The Retention Limitation Obligation requires you to stop keeping personal data, or to dispose of it properly, once it is no longer needed for the purpose it was collected or for any legal or business reason. There is no fixed number of years in the PDPA, so the test is necessity. In practice a non-profit should set its own retention schedule, distinguishing active members from lapsed ones and one-time donors from regular givers, and review it periodically. Indefinite retention "just in case" is the pattern the obligation is designed to prevent.
Is a privacy policy legally required, and what should it cover?
A written privacy policy is effectively required, because the Accountability Obligation demands that you make information about your data protection policies, practices and complaints process available on request.
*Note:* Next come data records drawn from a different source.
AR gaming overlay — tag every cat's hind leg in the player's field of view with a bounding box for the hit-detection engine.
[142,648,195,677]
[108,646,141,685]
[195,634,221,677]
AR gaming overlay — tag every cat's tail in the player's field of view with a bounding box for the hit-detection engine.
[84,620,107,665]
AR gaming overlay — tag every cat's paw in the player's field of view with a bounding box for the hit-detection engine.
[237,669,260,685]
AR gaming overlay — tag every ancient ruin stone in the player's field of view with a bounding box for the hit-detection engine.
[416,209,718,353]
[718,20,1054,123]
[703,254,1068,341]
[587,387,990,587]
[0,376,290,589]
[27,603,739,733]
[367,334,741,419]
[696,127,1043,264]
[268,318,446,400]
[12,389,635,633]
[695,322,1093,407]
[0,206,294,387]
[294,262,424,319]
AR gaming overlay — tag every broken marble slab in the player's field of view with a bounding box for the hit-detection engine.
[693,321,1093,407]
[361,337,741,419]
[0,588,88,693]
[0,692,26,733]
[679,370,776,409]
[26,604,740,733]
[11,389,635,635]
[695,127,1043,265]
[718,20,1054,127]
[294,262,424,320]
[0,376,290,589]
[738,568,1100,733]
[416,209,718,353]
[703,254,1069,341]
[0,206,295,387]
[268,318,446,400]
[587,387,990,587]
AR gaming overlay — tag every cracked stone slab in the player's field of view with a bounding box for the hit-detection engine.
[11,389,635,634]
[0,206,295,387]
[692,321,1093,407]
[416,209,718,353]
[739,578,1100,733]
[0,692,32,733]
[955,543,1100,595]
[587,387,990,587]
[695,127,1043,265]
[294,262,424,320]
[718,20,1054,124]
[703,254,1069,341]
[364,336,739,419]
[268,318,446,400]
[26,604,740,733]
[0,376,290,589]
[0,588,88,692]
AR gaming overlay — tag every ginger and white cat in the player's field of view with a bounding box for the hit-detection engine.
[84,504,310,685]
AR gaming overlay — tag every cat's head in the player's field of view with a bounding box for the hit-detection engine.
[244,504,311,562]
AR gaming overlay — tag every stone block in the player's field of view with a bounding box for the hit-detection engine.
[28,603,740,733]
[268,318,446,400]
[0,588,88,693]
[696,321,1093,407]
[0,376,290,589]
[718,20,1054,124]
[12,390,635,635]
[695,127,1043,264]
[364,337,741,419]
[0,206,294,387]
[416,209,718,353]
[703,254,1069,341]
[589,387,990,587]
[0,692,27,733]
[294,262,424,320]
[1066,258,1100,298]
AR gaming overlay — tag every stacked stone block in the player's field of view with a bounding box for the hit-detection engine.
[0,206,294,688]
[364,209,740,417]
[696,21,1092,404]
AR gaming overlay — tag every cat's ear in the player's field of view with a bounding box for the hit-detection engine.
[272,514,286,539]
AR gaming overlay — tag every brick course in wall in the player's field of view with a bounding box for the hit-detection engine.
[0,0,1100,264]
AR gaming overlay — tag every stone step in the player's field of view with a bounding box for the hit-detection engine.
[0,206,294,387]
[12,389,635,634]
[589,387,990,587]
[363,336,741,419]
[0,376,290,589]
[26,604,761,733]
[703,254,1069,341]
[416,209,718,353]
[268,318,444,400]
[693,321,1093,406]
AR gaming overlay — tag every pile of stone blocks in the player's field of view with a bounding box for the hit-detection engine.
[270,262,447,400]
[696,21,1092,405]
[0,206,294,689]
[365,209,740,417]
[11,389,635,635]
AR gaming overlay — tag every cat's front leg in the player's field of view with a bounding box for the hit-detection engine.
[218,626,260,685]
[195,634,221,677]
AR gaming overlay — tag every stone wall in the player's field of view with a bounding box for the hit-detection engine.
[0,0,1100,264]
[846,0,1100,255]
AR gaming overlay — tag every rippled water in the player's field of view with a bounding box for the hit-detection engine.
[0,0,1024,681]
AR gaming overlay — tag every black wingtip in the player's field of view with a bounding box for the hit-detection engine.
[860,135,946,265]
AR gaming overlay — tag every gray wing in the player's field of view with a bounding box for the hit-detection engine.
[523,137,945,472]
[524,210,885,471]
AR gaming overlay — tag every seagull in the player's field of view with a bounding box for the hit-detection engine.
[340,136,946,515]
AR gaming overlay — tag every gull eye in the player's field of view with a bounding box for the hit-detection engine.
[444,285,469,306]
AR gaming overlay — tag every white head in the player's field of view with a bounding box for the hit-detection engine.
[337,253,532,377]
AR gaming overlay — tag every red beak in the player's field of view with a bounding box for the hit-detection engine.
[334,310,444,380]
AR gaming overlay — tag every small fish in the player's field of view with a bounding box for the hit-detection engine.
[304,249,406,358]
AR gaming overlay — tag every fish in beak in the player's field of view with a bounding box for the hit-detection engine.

A workable policy identifies your DPO and their contact details, states the purposes for which you collect member, donor and volunteer data, explains how people can access or correct their data or withdraw consent, and describes how the organisation protects and disposes of records. Keeping it in plain language matters more than length, since the document has to be usable by ordinary members and donors.
In what format can we download the documents we generate?
Documents created on Captain.Legal can be downloaded as both Word and PDF. The Word version lets your committee edit names, purposes and contact details as the organisation changes, while the PDF gives you a clean copy to publish, sign or file. Because data protection arrangements need updating whenever your DPO, your systems or your activities change, having an editable master is more useful for a non-profit than a locked file you cannot revise.
What happens if our non-profit ignores the PDPA?
Non-compliance carries real consequences. The PDPC can issue directions and impose financial penalties, and its enforcement decisions have penalised organisations both for the breaches themselves and for failing to appoint a DPO or maintain policies. Beyond the legal exposure, a data incident damages the donor and member trust a non-profit depends on, and that reputational cost is often harder to recover from than any penalty. The reassuring side is that the groundwork is inexpensive: a DPO, a clear policy, sensible access controls and a retention schedule put most small organisations on solid ground.